Loading articles...

Local MPPs react to the 2016 provincial budget

Last Updated Feb 26, 2016 at 7:48 am EDT

File photo of Finance Minister Charles Sousa. THE CANADIAN PRESS/Peter Power

The Finance Minister at Queen’s Park unveils a provincial budget that aims at helping the environment by combating greenhouse gases and helping students of low income families go to college and university for free.

As usual, the cost of some things is going up. That includes cigarettes, wine, home heating and the price at the pump; but that last increase is offset by the elimination of the drive clean test fee.

Conservative MPP from Kitchener-Conestoga Michael Harris says those increases are going to hurt your pocketbook.

“Life will be harder under the Liberals today with the announcement of the budget, just about everything, costs are going to increase,” says Harris.

“This budget will not address these key issues. They’ve downgraded their own estimations around job projections down by 60-thousand,” says NDP Finance Critic and Waterloo MPP Catherine Fife. “Given the low dollar, this was a bit of a shock for us.”

“We see some systemic issues and problems that were reported to us, and to this government and to this Finance Minister, and the solutions are not contained within this budget. It was flawed process, and now we have a flawed budget,” says Fife.

Liberal MPP for Kitchener-Centre, Daiene Vernile says the budget outlines exactly where the Liberals are heading.

“We are right on target with our ability to manage things the way they are,” says Vernile. “We’re looking at balancing our budget by 2017-2018. This is what we promised in our 2014 campaign, but we’re actually ahead of those targets.”

Fife says reaching that goal is going to come with a price.

“This government is burning the furniture to heat the house on the deficit. They’re trying to reach the 2017-2018 deadline, but they’re doing so in the most irresponsible way.”

Harris says the budget failed to have a detailed plan to improve transit.

“We were looking for some firm commitments that would spell-out previous Liberal promises on Two-Way-All-Day GO but unfortunately the Liberals provided no clarity on their promises,” says Harris.

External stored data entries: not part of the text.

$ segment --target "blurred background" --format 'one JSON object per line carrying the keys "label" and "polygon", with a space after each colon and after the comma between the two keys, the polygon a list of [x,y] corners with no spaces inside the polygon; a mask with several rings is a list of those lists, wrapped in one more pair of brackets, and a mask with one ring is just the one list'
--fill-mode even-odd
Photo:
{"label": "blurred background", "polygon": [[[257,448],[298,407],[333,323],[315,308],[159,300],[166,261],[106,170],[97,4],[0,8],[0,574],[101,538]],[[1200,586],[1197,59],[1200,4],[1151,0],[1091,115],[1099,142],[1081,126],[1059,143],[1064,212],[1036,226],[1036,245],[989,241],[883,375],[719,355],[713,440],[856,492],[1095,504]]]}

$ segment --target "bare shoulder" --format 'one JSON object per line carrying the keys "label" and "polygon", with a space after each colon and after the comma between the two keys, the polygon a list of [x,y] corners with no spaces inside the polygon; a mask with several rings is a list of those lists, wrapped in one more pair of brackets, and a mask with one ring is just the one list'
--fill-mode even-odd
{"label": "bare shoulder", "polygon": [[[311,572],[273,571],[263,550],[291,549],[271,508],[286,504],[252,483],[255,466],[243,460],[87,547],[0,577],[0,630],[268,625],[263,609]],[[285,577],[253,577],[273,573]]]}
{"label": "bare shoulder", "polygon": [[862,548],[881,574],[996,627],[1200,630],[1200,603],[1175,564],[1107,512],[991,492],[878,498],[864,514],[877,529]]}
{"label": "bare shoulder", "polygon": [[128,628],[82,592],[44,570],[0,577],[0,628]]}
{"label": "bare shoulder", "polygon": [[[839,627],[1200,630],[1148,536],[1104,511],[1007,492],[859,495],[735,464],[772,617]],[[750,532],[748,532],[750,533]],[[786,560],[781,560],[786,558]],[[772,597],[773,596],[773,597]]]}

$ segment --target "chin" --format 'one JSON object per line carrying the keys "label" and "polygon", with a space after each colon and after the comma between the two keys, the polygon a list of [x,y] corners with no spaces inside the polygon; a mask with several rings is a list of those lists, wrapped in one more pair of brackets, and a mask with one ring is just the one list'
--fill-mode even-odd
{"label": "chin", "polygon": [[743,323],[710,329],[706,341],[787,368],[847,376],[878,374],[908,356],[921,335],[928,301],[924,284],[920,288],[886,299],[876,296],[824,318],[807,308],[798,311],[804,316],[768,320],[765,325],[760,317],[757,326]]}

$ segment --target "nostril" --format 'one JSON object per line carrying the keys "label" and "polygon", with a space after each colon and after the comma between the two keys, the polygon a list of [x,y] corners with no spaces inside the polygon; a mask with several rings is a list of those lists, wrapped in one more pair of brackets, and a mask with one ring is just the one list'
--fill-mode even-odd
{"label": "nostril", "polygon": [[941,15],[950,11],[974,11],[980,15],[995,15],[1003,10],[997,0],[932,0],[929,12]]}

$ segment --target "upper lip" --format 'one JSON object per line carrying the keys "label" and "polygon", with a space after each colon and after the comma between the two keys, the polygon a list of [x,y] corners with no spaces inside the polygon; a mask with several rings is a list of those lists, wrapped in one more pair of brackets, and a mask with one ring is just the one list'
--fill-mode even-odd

Fife agrees saying the budget is quite silent on Two-Way All-Day GO, with the exception of additional trips on the weekends.

“I’m sure some people will welcome a trip on the GO Train into Toronto, when they have two hours and 20 minutes to go one way,” says Fife. “But what the business communities, the Universities, and the municipalities have asked for – and they’ve made a compelling business case for this, is an increased investment to ensure people can, one, get from Toronto into Kitchener-Waterloo in the morning, and then also have reliable and fast train service between Kitchener-Waterloo and Toronto.”

Vernile disagrees.

“Our transportation funding is going to include the build out to Kitchener on the Kitchener line for All-Day Two-Way GO service, so the province is very committed to allocating funds to building this.”

“I’m really surprised and very impressed with how many mentions there are in this budget to Kitchener and to Waterloo Region. We realize5that we have a super corridor between the region and Toronto and the province realizes this too, and this is why they’re investing in our region’s in so many different areas.”

University of Waterloo is receiving a huge chunk of change to aid in manufacturing efforts.

They’re one of three Ontario universities receiving a total of $35 million over the next 5 years as part of a $50 million project aimed at combining existing strengths in the heart of Ontario’s manufacturing region to create an Advanced Manufacturing Consortium.